Chapter 9.6

Object Storage, Data Lakes & the Capacity Tier

Object storage is the gravitational floor of the AI data center — the one tier that holds the whole corpus, every checkpoint lineage, and every shipped model — and the decision that determines its cost is not which vendor you pick but whether you treat it as a cheap archive or a first-class, flash-fronted serving layer that the GPUs actually read from.

GOODPUTPOWER-BOUND

What you'll decide here

Whether your capacity tier is on-prem object, cloud object, or a hybrid — and therefore who owns the egress bill, the durability SLA, and the 2–7 year data-gravity lock-in that follows the petabytes once they land.
Whether the bucket is HDD-backed nearline (cheap per TB, slow, dense-but-cold) or flash-fronted / all-QLC (10x throughput, single-digit-ms, the price premium that buys GPU goodput) — the fork that decides whether object storage feeds training directly or only stages it.
Which lakehouse table format (Iceberg, Delta, Hudi) governs the data lake, given that the ecosystem has converged on Iceberg as the interop standard and the wrong bet strands your catalog and multi-engine access.
The durability and protection scheme — replication vs erasure coding, single-AZ vs multi-AZ, and the immutability/object-lock posture — because the same eleven-nines number can be bought three ways at three very different costs.
Whether object is also your inference cold tier and model-distribution backbone — because if it is, its read latency and fan-out throughput stop being archive concerns and become cold-start and time-to-first-token concerns.

Every tier above this one — node-local NVMe scratch, the parallel file system, the checkpoint store — is sized to a working set. Object storage is sized to everything. It is the only layer in the building that holds the full training corpus, the complete checkpoint lineage across every run, the model registry, the eval artifacts, the inference logs, and the cold copies of weights waiting to be paged onto a GPU. Because it holds everything, it is the largest tier by capacity and usually the cheapest per terabyte — and that combination breeds a dangerous instinct: to treat it as a passive archive that sits behind the "real" storage and never touches the GPUs. In the 2026 AI data center that instinct is wrong, and acting on it is expensive.

The shift this chapter is built around is that object storage stopped being the cold tier and became a serving tier. Modern data loaders stream Parquet and WebDataset shards directly from S3-compatible buckets into the training loop; model servers page multi-hundred-gigabyte weight files out of object storage on cold start; lakehouse engines query Iceberg tables in place without a copy. The moment a GPU is waiting on an object GET, the bucket's read latency and aggregate throughput are no longer archive metrics — they are goodput metrics, and an under-provisioned capacity tier idles the most expensive hardware in the building. The forks ahead are on-prem vs cloud, HDD vs flash, replication vs erasure, and archive vs serving, each with a downstream cost. The data-loader path that consumes this tier is Chapter 9.5; the file-system tier that sits above it is Chapter 9.2; the sizing math that ties them together is Chapter 9.8.
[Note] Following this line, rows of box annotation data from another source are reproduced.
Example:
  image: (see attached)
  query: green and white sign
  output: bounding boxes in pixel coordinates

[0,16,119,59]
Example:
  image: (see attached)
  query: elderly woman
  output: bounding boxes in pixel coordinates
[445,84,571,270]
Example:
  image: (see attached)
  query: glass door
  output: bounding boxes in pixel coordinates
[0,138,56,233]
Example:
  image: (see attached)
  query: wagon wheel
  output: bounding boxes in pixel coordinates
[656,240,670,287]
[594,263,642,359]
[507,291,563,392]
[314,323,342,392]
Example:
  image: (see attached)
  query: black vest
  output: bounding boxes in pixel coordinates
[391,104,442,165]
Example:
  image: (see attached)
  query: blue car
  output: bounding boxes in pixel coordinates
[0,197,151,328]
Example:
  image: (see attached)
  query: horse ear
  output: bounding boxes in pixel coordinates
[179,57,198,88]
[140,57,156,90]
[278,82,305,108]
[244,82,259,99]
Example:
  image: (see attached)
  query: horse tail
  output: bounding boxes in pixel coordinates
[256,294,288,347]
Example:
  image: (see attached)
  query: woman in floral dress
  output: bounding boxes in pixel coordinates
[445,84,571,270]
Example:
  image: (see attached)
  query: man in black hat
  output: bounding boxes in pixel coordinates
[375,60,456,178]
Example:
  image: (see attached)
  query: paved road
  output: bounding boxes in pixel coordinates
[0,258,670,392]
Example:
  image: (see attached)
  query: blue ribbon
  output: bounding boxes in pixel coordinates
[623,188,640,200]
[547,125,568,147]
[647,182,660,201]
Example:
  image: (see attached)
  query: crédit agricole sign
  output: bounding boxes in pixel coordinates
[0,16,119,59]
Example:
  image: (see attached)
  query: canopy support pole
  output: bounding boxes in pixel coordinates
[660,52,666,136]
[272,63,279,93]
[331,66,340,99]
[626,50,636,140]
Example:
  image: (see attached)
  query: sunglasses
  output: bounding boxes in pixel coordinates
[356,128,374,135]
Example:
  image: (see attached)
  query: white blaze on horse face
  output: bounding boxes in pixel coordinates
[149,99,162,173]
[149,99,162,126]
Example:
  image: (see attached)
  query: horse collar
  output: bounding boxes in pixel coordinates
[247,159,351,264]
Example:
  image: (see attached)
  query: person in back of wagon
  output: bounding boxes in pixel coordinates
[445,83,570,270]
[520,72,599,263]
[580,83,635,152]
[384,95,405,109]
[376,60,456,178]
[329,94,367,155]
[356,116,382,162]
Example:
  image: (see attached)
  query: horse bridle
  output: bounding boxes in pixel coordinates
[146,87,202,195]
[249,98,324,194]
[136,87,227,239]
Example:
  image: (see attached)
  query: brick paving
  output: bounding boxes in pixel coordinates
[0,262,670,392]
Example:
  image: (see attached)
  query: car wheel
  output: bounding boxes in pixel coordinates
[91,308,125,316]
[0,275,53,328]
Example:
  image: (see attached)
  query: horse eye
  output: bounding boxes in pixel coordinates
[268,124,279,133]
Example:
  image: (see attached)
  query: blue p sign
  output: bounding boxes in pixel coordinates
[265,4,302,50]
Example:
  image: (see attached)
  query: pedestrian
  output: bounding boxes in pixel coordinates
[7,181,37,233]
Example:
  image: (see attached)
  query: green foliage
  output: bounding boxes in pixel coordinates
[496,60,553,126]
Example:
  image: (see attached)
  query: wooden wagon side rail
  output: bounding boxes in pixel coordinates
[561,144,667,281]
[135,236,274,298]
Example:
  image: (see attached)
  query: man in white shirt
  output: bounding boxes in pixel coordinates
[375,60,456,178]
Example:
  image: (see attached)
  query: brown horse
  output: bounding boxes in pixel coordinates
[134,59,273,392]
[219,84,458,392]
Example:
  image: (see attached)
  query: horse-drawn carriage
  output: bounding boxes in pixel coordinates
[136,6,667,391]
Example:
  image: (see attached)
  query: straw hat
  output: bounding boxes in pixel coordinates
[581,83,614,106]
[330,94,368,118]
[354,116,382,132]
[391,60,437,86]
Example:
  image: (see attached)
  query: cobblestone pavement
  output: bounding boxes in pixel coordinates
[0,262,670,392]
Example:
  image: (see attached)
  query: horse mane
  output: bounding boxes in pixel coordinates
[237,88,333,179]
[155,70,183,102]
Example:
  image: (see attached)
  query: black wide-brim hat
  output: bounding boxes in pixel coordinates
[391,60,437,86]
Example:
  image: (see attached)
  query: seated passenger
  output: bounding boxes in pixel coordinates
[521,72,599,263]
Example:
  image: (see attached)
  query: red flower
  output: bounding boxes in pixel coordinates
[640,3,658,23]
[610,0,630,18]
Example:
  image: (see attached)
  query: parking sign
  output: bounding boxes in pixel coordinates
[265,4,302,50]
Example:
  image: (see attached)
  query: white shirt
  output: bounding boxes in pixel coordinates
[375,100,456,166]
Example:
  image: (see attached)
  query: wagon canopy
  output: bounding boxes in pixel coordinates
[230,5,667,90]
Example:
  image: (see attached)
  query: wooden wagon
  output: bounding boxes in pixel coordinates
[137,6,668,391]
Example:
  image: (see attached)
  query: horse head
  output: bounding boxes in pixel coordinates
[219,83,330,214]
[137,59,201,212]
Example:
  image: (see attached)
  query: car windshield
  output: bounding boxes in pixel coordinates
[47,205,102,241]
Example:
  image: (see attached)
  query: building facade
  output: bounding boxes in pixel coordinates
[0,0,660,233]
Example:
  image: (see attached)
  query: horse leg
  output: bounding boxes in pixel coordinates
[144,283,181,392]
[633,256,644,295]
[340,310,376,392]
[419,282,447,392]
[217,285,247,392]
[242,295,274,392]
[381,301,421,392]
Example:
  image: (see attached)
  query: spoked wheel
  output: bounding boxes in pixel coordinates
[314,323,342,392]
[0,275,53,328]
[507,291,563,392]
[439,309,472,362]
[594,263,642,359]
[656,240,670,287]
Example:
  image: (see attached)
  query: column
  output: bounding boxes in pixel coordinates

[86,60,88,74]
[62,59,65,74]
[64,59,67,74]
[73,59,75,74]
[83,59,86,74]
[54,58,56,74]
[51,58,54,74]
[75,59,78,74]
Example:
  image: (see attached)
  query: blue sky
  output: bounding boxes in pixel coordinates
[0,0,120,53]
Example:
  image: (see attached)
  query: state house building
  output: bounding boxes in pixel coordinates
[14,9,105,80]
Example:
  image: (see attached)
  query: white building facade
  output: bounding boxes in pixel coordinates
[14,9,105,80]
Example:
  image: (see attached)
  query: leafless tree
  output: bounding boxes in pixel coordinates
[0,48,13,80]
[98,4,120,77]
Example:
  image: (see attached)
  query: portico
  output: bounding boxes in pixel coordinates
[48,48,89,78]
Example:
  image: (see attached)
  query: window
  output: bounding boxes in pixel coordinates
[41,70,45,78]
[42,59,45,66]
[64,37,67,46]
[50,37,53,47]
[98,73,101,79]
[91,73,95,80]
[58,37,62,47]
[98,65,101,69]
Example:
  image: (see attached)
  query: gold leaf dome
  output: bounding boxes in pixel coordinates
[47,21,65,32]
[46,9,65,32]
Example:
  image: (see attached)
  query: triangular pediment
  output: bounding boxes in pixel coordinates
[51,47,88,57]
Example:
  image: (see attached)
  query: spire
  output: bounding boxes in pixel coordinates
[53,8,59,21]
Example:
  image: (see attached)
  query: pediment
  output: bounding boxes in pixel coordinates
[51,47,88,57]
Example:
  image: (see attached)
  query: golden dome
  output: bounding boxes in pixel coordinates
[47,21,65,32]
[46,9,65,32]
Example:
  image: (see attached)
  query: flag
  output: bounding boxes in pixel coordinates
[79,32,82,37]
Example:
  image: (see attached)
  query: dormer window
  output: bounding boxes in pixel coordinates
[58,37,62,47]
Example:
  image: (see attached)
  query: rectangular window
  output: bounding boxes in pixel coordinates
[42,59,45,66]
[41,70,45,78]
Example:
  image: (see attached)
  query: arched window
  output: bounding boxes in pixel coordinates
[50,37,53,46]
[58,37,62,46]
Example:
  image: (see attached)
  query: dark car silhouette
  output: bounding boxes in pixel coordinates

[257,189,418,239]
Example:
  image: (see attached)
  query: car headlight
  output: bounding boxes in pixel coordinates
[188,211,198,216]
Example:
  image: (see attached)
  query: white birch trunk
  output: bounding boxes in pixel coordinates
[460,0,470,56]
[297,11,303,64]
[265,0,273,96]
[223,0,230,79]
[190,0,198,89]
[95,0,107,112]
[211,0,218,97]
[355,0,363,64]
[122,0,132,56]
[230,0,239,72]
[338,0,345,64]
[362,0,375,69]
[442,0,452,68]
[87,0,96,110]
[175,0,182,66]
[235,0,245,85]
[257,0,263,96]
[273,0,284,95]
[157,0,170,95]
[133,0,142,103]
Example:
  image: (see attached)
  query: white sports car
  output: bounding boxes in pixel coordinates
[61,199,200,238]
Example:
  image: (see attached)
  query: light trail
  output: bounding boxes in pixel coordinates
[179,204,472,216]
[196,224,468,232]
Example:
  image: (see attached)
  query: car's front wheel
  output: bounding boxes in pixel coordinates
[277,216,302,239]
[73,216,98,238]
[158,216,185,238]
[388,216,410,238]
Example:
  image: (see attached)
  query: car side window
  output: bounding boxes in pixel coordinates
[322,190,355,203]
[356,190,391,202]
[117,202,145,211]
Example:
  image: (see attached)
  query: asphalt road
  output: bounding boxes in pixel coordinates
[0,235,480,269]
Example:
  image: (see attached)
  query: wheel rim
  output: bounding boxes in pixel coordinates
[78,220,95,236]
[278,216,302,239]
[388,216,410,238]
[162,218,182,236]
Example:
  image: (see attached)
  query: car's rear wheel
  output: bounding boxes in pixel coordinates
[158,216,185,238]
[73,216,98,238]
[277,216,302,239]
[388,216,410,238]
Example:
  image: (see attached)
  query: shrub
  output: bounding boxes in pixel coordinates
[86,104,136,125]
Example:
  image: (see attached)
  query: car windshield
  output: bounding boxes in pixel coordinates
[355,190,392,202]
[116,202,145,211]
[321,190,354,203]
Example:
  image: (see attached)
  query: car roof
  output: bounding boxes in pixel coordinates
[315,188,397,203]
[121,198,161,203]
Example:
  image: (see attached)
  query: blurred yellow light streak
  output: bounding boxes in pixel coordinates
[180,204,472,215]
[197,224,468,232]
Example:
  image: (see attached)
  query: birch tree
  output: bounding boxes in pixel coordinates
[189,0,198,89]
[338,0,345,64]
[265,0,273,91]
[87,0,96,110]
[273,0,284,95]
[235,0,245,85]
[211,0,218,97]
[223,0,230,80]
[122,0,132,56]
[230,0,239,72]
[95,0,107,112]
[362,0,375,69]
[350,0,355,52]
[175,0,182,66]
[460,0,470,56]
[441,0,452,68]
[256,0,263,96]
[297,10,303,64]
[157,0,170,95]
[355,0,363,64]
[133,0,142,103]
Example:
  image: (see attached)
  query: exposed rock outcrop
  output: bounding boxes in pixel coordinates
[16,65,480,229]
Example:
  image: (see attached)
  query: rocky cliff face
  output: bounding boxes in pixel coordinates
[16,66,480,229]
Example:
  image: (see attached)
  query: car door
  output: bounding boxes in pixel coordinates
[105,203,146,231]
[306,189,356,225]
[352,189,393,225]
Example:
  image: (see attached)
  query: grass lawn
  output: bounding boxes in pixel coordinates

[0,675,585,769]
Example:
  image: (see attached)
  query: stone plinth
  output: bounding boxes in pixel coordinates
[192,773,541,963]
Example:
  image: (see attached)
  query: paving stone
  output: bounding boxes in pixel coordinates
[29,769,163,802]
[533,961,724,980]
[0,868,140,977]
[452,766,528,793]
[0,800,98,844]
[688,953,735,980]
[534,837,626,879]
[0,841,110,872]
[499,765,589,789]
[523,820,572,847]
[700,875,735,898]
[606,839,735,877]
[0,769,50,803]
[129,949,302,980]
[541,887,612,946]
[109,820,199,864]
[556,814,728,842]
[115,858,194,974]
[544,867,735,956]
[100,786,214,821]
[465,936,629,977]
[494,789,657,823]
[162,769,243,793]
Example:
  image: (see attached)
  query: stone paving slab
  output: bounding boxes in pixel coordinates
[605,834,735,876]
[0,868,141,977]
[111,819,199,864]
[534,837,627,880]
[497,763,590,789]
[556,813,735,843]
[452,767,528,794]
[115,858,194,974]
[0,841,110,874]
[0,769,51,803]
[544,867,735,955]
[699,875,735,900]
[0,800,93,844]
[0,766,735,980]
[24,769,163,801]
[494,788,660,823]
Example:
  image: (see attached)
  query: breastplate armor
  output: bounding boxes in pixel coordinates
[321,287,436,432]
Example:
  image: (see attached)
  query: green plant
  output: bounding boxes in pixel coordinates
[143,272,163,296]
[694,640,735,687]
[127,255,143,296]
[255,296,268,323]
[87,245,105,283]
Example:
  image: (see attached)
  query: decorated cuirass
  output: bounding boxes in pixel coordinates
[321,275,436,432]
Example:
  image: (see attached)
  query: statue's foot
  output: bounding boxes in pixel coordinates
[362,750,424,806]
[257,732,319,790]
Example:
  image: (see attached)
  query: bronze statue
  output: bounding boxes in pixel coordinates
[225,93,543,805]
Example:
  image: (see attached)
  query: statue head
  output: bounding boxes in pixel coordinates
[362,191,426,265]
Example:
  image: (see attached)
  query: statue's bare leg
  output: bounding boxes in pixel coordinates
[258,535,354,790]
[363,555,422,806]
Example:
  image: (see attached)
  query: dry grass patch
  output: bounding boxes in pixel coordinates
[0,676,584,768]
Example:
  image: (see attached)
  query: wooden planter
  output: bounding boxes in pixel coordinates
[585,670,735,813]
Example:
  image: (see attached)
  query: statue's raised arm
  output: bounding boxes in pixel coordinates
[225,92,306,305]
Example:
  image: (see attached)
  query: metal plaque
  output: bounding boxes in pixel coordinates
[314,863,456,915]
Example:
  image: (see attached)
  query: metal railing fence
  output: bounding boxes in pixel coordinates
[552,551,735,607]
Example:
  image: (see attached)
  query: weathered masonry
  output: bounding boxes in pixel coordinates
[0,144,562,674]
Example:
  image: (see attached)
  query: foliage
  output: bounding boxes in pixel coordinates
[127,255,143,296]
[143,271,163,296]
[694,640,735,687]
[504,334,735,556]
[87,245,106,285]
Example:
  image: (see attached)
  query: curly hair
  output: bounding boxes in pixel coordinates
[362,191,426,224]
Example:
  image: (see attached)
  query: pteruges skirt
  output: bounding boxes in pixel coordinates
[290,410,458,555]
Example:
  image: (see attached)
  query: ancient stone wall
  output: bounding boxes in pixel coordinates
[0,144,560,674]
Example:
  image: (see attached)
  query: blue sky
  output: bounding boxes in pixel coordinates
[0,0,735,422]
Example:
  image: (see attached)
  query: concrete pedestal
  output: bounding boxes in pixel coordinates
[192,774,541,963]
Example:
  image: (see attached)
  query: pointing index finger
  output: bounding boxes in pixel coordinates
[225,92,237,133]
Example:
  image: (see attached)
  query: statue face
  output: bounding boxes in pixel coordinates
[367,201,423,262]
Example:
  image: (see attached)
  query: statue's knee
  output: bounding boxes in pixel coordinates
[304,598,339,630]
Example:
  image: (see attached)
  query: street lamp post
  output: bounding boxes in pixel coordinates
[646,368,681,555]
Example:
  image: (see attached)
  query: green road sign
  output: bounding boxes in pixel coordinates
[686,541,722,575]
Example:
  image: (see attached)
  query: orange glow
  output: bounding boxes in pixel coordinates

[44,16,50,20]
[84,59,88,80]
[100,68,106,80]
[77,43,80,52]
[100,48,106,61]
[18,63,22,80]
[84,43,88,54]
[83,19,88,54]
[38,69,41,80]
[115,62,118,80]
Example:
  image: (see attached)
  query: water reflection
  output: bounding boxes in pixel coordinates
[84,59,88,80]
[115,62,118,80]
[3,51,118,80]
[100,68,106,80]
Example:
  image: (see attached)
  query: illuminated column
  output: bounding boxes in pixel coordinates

What object storage is for in an AI fleet

Object storage is defined by three properties that make it the capacity tier and disqualify it from being the performance tier: a flat key-value namespace (no directory tree, no POSIX semantics, no in-place updates — you PUT and GET whole objects by key), massive horizontal scale (a single bucket can hold trillions of objects and exabytes without a metadata wall), and an HTTP/REST access path (the S3 API is the de-facto wire protocol the entire ecosystem speaks). The cost of those properties is latency and small-object overhead: a GET carries request setup, and a workload of millions of tiny objects pays per-request cost that crushes throughput. That is precisely why the data-loader layer packs many small samples into large sequential shards (WebDataset tar, Parquet, MDS) before they ever reach the bucket — the format choice in Chapter 9.5 exists largely to make object storage fast.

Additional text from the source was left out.